Many classic optimization methods and practical software have been developed and most of them are very effective, especially to solve practical problems. However, finding a global optimum
for the system is difficult. To overcome this disadvantage, many search algorithms have been developed for searching a global optimum solution. One of the most popular methods is the genetic algorithm (GA) [1, 2]. The GA is a technique in the field of evolutionary computation, and it is a powerful and general global optimization method, which does not require the strict continuity of classical search techniques; instead, it allows non-linearity and discontinuity to appear in the solution space. Due to the evolutionary characteristics, the GA can handle all kinds of objective functions and constraints defined on discrete, continuous, or mixed search spaces. However, the global access of the GA requires a computationally random search. So, the convergent speed to the exact solution is slow. Furthermore, the coding of the chromosome for a
large dimensional problem will be very long in order to get a more accurate solution. This results in a large search space and huge memory requirements for the computation. To overcome these demerits, many researchers have studied developing many hybrid genetic algorithms which combine the genetic algorithm with other ones [3-6]. These can save computation time and find the global solution as far as it goes. Therefore, the new algorithms are addressed to reach better accuracy and faster convergent speed to get an optimum solution in complicated and big structures like ships.

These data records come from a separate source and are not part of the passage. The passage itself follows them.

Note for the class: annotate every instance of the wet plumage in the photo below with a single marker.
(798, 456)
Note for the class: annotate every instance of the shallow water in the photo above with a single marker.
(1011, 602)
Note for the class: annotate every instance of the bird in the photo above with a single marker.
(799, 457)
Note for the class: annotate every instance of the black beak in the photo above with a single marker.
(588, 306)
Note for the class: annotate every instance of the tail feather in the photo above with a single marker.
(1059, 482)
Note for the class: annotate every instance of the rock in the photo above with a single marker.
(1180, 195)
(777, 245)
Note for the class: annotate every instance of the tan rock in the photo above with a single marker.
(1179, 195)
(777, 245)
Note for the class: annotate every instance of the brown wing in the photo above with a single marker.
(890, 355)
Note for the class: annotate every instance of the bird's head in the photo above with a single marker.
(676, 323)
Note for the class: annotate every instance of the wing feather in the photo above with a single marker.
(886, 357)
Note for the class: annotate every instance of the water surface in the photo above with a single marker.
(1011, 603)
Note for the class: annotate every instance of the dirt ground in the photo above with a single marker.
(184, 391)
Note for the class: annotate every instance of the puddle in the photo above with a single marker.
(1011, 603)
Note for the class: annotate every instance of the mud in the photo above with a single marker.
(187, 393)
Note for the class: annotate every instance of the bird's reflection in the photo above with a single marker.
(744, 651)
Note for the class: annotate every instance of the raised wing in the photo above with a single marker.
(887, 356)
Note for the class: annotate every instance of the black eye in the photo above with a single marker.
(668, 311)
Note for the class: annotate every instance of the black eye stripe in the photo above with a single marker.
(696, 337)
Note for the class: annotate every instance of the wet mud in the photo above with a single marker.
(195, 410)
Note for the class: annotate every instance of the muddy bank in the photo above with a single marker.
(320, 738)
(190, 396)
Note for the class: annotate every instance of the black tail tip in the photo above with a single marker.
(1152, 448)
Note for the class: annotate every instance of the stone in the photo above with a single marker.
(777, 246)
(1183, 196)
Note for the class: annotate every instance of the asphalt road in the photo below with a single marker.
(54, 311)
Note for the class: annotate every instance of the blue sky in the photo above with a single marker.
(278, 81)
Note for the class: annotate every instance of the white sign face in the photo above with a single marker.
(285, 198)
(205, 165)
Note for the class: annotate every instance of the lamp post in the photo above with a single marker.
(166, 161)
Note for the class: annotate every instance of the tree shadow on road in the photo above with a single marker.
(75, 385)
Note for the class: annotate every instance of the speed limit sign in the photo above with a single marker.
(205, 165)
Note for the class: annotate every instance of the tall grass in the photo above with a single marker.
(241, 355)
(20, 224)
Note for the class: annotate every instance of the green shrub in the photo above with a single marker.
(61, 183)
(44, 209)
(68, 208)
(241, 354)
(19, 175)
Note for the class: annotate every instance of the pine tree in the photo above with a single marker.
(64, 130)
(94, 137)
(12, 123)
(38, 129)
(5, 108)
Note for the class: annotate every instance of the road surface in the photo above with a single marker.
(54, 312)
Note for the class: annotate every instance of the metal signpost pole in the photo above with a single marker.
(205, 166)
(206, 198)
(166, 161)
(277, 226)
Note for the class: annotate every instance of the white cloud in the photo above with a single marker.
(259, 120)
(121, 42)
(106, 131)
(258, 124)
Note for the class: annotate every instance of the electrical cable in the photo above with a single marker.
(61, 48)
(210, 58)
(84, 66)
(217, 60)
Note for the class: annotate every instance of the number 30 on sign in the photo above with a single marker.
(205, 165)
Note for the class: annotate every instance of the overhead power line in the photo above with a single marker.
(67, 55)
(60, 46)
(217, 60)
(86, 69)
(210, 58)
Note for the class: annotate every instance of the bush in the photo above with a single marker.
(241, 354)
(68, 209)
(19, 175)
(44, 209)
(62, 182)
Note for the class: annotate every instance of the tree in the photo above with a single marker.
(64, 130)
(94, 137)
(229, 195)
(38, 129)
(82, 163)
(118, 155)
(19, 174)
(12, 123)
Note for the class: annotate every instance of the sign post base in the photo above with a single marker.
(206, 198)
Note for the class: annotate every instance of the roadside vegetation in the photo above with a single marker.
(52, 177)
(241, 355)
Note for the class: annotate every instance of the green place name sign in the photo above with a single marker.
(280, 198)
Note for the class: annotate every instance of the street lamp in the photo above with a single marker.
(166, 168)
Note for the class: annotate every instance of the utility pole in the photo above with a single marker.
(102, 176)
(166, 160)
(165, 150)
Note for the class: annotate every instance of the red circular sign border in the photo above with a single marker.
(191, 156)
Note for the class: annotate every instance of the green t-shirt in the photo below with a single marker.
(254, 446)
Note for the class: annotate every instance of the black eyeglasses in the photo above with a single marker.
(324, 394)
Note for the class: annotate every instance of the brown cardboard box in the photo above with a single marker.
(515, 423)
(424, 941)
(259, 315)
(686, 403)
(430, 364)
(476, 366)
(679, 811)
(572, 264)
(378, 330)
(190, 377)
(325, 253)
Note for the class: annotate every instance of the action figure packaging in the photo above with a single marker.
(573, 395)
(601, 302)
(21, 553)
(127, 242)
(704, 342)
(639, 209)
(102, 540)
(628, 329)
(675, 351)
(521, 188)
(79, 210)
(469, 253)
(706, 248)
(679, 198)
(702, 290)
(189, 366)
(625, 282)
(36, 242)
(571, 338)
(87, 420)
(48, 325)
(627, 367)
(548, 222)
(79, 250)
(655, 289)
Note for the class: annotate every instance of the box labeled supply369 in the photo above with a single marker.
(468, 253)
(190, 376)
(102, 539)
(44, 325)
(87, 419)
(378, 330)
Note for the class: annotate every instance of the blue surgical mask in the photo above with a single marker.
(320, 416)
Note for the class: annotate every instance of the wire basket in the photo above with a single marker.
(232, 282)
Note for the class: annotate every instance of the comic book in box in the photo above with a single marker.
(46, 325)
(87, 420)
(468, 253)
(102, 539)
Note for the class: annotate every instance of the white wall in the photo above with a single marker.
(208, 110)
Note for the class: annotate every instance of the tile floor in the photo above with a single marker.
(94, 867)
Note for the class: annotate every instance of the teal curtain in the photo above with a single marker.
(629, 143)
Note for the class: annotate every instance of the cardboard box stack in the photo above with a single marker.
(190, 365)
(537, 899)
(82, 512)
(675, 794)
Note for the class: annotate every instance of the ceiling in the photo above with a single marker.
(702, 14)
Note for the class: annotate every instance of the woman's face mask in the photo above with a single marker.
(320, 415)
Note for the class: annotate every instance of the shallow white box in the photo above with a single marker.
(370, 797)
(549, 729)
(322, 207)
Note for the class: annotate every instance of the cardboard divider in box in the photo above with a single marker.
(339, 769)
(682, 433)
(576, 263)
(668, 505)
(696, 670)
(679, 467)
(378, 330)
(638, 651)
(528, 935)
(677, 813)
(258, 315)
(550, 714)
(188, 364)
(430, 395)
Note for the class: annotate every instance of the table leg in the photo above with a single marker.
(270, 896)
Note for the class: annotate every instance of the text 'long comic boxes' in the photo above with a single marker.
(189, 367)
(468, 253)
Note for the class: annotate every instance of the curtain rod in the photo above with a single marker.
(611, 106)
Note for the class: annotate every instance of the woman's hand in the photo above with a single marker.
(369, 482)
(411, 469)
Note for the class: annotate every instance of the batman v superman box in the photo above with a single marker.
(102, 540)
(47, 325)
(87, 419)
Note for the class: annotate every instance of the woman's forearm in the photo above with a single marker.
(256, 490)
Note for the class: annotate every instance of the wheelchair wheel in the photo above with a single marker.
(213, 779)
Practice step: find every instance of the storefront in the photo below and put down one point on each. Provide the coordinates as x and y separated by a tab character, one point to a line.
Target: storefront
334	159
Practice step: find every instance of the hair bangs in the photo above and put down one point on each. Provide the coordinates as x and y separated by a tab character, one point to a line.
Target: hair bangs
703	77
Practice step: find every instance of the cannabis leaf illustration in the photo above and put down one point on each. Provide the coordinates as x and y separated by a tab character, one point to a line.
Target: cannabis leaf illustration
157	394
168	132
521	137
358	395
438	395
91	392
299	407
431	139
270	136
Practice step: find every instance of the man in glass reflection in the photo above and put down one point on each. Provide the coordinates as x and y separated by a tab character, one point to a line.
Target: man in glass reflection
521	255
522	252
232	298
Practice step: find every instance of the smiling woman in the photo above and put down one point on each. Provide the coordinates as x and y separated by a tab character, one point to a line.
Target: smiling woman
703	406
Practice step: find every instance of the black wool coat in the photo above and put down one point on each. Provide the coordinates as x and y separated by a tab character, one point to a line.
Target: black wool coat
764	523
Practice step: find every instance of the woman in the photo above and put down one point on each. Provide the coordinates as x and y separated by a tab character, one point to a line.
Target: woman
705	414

Response surface methodology (RSM) [7] is an optimization tool that was introduced by Box and Wilson [8]. It is a collection of statistical and mathematical techniques that are useful for developing, improving, and optimizing processes. These techniques are employed in order to estimate the optimization function and to find search directions to sub-regions of the domain with improved and hopefully optimal solutions. The simplex method (SM) is a derivative-free method of optimization that uses regular patterns of search involving simplexes [9]. This well known technique has proven to be popular for unconstrained objective functions. Tabu search (TS) is one of the recent metaheuristics originally developed for combinatorial optimization problems. Since the first presentation of Glover [10, 11], many studies have emerged in this area, such as TS with random moves for constrained optimization problems [12].